CIDA’s own administrative structures also became progressively more cumbersome over the years as the government raised the bar on accountability. This raised the transaction costs for those with whom CIDA did business. The common refrain from many NGOs was that they got 10 per cent of their funding from CIDA — and yet CIDA’s reporting procedures accounted for 90 per cent of their paperwork.
Some these complaints undoubtedly were exaggerated, but many of CIDA’s NGO and even intergovernmental partners were joyless companions in the development enterprise.
Notwithstanding such complaints and criticisms, it is important to recognize that CIDA has performed nobly if not ably over the years. There has always been a consistently high degree of professionalism in its own officer corps.
Even so, CIDA’s geographic and functional focuses were shuffled regularly in line with prevailing trends and its administrative tail grew excessively. (The headquarters-to-field ratio was 7:1 or 4:1, versus 2:1 for DFAIT). A steady rotation of junior ministers overseeing the agency was about the only constant, but certainly not one that was conducive to coherent strategy or impact.
By becoming an integral part of DFAIT, and with at least one senior minister to call on, development assistance has a chance of being more relevant and more effective.
But this should not be left to chance alone. During the 2006 transition to the Harper government, an attempt was made to move CIDA organizationally into what had become by then a bifurcated DFAIT. The move was resisted by senior bureaucrats in a manner that would have made the writers of the “Yes Minister” series proud. “Too complicated, likely to arouse negative reaction, too technical and not worth the agony,” etc. Those sentiments prevailed on CIDA. Instead, efforts to reintegrate Trade back into Foreign Affairs succeeded even though key instruments of trade policy were left in departments like Finance and Agriculture.

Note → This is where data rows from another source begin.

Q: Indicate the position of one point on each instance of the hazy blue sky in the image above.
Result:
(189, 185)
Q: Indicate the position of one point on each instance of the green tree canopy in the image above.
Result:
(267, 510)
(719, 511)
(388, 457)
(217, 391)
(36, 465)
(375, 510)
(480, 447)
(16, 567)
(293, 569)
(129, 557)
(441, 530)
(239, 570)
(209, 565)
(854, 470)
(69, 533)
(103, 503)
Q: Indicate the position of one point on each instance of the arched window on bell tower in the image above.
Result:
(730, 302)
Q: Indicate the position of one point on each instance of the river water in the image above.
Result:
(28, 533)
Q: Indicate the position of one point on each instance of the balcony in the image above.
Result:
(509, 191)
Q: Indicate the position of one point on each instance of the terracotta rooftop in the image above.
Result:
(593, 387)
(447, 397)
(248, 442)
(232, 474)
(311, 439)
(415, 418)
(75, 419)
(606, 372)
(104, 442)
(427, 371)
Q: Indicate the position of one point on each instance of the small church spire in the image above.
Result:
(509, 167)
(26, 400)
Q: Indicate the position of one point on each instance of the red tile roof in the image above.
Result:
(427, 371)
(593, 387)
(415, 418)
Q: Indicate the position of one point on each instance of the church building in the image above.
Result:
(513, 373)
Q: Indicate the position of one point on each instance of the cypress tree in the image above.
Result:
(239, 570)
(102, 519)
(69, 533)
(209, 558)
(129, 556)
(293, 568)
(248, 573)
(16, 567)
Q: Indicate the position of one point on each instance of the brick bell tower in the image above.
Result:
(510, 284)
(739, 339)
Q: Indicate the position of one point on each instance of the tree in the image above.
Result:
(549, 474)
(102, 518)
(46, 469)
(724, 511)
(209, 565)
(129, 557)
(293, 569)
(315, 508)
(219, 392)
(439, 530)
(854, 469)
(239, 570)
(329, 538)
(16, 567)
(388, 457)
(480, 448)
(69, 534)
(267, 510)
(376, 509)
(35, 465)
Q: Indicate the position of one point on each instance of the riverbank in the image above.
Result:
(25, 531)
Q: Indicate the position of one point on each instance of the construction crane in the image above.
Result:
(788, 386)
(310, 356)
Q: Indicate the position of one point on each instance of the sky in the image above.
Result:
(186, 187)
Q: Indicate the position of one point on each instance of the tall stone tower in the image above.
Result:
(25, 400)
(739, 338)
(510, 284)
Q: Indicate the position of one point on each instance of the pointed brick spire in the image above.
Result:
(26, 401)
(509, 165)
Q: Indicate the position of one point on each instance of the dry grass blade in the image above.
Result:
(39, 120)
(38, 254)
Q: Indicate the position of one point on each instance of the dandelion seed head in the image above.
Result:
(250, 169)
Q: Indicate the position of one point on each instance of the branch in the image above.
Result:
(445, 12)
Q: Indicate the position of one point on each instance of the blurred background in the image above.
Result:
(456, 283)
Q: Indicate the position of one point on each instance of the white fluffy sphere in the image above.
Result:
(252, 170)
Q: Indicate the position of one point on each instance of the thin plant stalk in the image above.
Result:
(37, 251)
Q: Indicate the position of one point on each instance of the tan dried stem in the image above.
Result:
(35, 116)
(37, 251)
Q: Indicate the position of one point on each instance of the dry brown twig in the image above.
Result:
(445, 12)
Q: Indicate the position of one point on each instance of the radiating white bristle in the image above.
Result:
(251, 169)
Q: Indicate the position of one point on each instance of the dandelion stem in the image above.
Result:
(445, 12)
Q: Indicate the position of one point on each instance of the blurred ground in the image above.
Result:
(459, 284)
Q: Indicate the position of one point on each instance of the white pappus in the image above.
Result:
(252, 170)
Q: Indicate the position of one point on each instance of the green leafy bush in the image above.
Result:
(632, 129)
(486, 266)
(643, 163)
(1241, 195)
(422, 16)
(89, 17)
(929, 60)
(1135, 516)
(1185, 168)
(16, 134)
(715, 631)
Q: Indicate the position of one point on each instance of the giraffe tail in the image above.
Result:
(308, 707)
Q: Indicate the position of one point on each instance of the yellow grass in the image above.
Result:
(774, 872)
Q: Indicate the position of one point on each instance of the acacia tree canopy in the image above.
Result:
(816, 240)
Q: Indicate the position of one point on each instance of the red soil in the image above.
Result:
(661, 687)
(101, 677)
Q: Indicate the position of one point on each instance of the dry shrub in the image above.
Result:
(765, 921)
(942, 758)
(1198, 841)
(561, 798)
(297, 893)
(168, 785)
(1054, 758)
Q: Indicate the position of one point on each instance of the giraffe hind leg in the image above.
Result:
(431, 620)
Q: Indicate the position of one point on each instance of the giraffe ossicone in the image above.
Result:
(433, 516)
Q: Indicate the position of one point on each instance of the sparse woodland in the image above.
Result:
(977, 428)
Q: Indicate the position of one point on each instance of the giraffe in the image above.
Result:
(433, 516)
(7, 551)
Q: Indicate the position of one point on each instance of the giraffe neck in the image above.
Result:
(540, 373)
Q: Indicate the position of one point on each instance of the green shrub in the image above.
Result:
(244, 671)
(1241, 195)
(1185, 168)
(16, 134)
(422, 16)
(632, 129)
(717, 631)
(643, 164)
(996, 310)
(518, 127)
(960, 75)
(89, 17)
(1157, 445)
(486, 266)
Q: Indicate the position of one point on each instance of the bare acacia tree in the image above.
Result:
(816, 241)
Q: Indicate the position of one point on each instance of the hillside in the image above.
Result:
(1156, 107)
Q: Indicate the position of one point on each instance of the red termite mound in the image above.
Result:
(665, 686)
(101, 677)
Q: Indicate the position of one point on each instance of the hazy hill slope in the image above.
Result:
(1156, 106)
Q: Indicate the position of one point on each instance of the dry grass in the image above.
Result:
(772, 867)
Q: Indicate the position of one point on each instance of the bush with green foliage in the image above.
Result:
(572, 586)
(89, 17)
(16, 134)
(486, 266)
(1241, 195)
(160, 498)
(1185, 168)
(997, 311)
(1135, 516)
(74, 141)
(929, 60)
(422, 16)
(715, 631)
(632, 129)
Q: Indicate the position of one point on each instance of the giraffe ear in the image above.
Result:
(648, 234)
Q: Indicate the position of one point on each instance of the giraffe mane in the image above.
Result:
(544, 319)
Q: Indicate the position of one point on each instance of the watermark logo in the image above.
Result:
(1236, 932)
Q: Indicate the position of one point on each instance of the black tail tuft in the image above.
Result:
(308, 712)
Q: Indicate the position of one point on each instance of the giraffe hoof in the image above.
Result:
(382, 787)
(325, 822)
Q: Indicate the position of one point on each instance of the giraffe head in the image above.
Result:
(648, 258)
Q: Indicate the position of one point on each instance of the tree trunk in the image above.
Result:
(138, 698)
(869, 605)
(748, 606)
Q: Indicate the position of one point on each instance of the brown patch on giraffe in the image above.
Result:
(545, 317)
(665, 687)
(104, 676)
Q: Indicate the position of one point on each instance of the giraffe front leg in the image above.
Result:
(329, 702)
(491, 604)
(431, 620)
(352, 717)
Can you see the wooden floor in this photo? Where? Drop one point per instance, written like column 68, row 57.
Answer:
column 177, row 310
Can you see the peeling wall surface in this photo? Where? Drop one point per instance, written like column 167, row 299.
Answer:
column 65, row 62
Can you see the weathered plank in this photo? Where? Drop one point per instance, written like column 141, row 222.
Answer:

The “Yes Minister” problem will still be there in the implementation of this new reorganization unless the government’s fights bureaucratic inertia and makes a concerted effort to change fundamentally the way we target and manage our ODA.
In the end much will depend on the leadership given to Canada’s ODA programs by ministers and officials wherever they reside but, if more of what we do is presented as reflecting or reinforcing our foreign policy principles and priorities, that is as it should be.